There are currently 10,400 agents and 13,000 support personnel in the bureau, Brice said. He said support personnel are non-agents, but obtaining one of these positions is still a good way to start with the bureau.

Graduates with a degree in accounting have the best opportunity of getting hired right out of college, Brice said. He said a graduate with a law degree has the second best chance, after practicing law for three years.

Graduates who join the military or the police department and work for at least three years also have a good chance of getting hired because of the experience they obtain, Brice said.

He said all the requirements make it difficult to join the bureau and that only one out of 100 applicants become agents.

If the applicant passes all the requirements, the person goes to the FBI Academy for intensive training in fitness, firearms and investigative work.

Brice said upon graduation, the agent reports to a field agency. The agent lists his top choices of where he would like to work, he said.

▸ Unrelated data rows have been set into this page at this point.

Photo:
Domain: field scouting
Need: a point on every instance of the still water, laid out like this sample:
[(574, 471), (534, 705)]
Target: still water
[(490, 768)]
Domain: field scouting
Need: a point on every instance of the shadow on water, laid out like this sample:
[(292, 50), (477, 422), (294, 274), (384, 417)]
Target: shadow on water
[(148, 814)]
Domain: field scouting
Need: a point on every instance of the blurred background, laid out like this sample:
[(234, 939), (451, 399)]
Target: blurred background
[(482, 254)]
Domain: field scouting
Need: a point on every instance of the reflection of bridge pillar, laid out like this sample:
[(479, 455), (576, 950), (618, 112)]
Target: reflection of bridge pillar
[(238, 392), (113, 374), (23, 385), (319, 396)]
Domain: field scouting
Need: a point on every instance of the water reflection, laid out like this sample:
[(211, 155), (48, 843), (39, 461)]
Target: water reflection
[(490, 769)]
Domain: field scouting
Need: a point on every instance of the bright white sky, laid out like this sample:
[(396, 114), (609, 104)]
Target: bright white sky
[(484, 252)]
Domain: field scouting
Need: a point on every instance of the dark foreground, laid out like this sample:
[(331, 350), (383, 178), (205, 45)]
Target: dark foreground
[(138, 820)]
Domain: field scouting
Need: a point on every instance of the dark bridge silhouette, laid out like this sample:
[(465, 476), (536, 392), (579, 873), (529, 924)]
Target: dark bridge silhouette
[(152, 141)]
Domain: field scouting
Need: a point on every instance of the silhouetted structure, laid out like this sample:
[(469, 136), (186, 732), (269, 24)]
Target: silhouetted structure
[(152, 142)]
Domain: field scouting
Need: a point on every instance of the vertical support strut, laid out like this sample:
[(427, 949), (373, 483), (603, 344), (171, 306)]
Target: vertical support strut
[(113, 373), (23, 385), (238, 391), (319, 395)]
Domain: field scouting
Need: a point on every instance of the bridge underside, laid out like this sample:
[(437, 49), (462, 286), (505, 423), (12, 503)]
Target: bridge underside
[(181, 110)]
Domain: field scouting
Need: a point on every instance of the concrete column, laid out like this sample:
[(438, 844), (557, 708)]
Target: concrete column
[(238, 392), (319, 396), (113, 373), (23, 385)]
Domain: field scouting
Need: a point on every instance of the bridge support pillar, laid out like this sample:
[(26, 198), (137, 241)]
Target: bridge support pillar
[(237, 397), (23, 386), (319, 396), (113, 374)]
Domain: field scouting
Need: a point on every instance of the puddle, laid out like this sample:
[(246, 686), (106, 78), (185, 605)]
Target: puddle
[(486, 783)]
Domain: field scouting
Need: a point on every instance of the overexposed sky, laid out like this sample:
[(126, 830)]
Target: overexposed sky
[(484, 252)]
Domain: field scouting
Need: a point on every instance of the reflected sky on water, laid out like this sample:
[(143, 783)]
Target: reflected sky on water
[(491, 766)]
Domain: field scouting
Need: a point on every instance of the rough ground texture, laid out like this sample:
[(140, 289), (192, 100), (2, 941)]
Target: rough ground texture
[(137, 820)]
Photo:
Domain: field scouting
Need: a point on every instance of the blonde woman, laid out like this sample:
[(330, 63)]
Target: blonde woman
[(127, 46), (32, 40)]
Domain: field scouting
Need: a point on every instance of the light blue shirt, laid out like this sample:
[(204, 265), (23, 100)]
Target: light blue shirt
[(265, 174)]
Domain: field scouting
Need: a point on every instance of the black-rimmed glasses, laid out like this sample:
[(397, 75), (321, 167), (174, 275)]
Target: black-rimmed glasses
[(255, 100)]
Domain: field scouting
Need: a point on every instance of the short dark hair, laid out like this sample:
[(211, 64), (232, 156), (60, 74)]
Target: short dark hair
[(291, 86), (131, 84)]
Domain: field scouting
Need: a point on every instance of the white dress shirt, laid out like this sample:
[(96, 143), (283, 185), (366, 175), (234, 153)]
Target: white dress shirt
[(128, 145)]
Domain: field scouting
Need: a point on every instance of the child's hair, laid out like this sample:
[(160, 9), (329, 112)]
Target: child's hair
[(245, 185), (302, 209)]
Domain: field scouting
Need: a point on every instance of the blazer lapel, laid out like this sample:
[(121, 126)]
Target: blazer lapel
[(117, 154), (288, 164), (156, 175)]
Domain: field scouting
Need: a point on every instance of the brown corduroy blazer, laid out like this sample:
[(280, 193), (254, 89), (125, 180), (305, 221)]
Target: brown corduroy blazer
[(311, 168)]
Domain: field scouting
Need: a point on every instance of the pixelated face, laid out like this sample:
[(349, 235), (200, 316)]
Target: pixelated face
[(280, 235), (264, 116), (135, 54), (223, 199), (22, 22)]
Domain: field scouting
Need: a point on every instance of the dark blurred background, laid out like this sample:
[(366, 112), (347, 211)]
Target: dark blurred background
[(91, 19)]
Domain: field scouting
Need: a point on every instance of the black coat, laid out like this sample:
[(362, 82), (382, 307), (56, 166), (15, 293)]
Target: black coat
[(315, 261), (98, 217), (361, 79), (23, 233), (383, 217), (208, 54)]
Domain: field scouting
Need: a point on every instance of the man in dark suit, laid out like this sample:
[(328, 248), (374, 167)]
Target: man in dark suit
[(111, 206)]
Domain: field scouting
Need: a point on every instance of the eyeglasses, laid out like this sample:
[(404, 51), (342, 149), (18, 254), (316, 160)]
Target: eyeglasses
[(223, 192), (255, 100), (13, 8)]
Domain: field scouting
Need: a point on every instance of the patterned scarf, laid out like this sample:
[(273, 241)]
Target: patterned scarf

About 80 percent of agents get one of their first five choices.

Jo Ann Sakato, special agent applicant recruiter, said the bureau offers a summer honor internship for undergraduate students in their junior year or higher, as well as an internship for full-time graduate students.

FBI applicants must have a cumulative grade point average of 3.0 or higher, be a U.S. citizen, submit a current transcript, submit a personal r­sum­, submit a letter of recommendation from their appropriate dean, write a 500 word essay, and send a picture identification, Sakato said.

The selection process is handled in Phoenix, and the final decision is made at the FBI Headquarters in Washington, D.C., where the internship takes place, Sakato said.

The internship is an administrative position, she said. It is a paid internship where the student can earn between $5,400 and $6,000 over the summer, depending on his or her placement, she said.

Students must provide their own transportation to Washington and are encouraged to bring their own car, Sakato said.

Of the 100 interns chosen last summer, three were from the UA, she said.

Brice also lectured on the jurisdiction that the bureau investigates.

Four areas it investigates are:

Adria Channelle, political science junior, said he attended the meeting because of his interest in the bureau and said all his questions were answered.

Michael P. Polakowski, associate professor and adviser for the Undergraduate Society of Criminal Justice Studies, said 20 percent of the students in this department have an interest in joining the FBI.

The meeting was to let students know what it is like to be an agent in the FBI, Polakowski said. Brice was not paid for the lecture, he added.

About 100 people attended the meeting.